Я еле удержал уголки губ, чтобы те не разъехались в стороны в ехидной улыбке. Хитрый, гад! Небось почуял неладное и решил включить заднюю, да ещё и под таким соусом, что это он меня прощает. Какое благородство, кто бы мог подумать!
— Это очень щедро с его стороны, — сказал я, стараясь сохранять каменное выражение лица. — Но я не могу себе этого позволить.
— Что так? — спросил Обухов, а у самого в это время в глазах плясали тысяча чертей. Он всё понимает.
— Если я откажусь, то автоматически признаюсь в своей несостоятельности и в том, что я не верю в эффективность обучения под моим руководством, — произнёс я. Вроде звучит достаточно пафосно. Можно ещё немного добавить. — Поэтому я обязан принять вызов и вынести это испытание с честью, даже если проиграю. Лучше я останусь на мели, чем проявлю трусость и сбегу не дождавшись боя.

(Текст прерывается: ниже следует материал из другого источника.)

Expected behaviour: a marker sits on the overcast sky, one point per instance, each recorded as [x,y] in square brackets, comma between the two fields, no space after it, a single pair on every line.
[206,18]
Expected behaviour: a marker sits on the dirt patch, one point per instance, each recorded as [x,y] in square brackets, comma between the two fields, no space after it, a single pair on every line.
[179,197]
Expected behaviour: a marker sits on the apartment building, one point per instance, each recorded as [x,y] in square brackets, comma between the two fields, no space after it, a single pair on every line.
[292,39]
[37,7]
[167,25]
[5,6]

— Хорошо заплёл, — покачал головой Степан Митрофанович. — Прямо так и передам. Слово в слово. Ну а теперь по-честному, чисто между нами, ты в себе уверен?
— Сто процентов, — хмыкнул я, расслабившись и выдав наконец довольную улыбку. — Но может быть девяносто девять, не меньше.

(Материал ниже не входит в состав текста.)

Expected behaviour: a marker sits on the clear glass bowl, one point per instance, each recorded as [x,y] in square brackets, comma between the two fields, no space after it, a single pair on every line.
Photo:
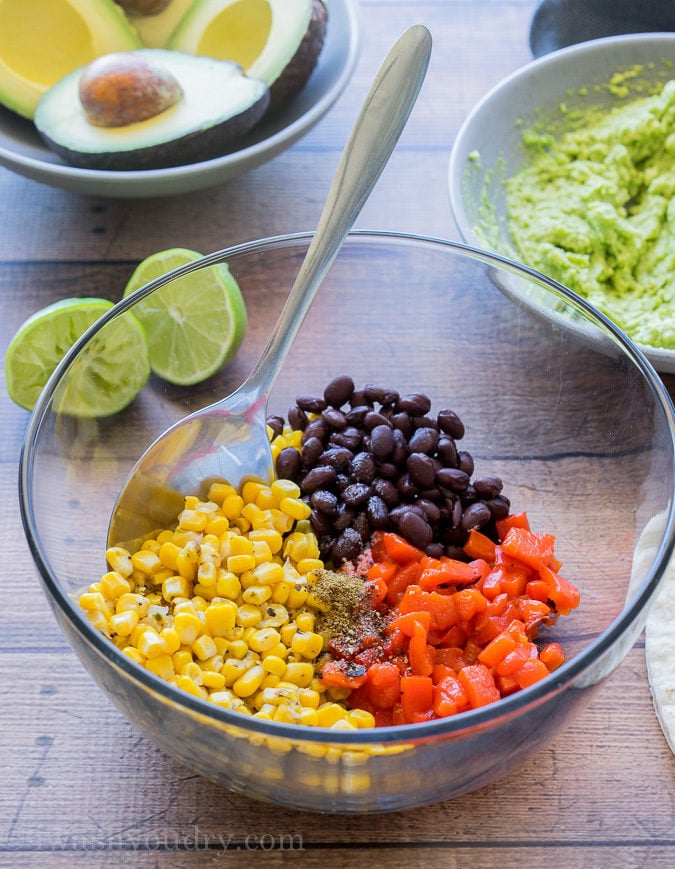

— Хорошо, — довольно кивнул Обухов. — Значит в понедельник в большой учебной манипуляционной номер семнадцать на втором этаже.
— А можно немного точнее, где это?
— К регистратуре когда подойдёшь, увидишь сопровождающего, он весь ваш отряд и отведёт.
— Хорошо, договорились, — кивнул я. — А второй вопрос какой?
— Ну, Саша, шевельни извилиной, догадайся, — выдал Обухов и продолжал испытующе смотреть на меня в ожидании ответа.
— Возможно связано с будущим онкоцентром? — пожал я плечами, вспомнив намёк секретаря.
— Тепло, дальше, — сказал Обухов и уголки его губ медленно поползли в сторону ушей.
— Торжественное открытие что ли? — предположил я.
— Бинго! — воскликнул главный лекарь и жестом изобразил выстрел из пистолета, дунув потом на указательный палец. — В понедельник в десять.
— Твою мать, — пробормотал я и собрал брови в кучу. И как он себе представляет я должен буду всё это успевать? Вслух я произнёс другое: — А на двенадцать хотя бы перенести нельзя?
— А зачем? — удивился Обухов. — После пари садитесь в лимузин и едете на место. Там к этому времени уже будет пресса и куча приглашённых гостей, в том числе из министерства здравоохранения. Так что, как говорится, с корабля на бал. Точнее с лимузина.
— А всё это торжественное мероприятие я готовить когда буду?
— Сань, я не пойму, ты там директор или обслуживающий персонал? — спросил Обухов, удивлённо вскинув брови.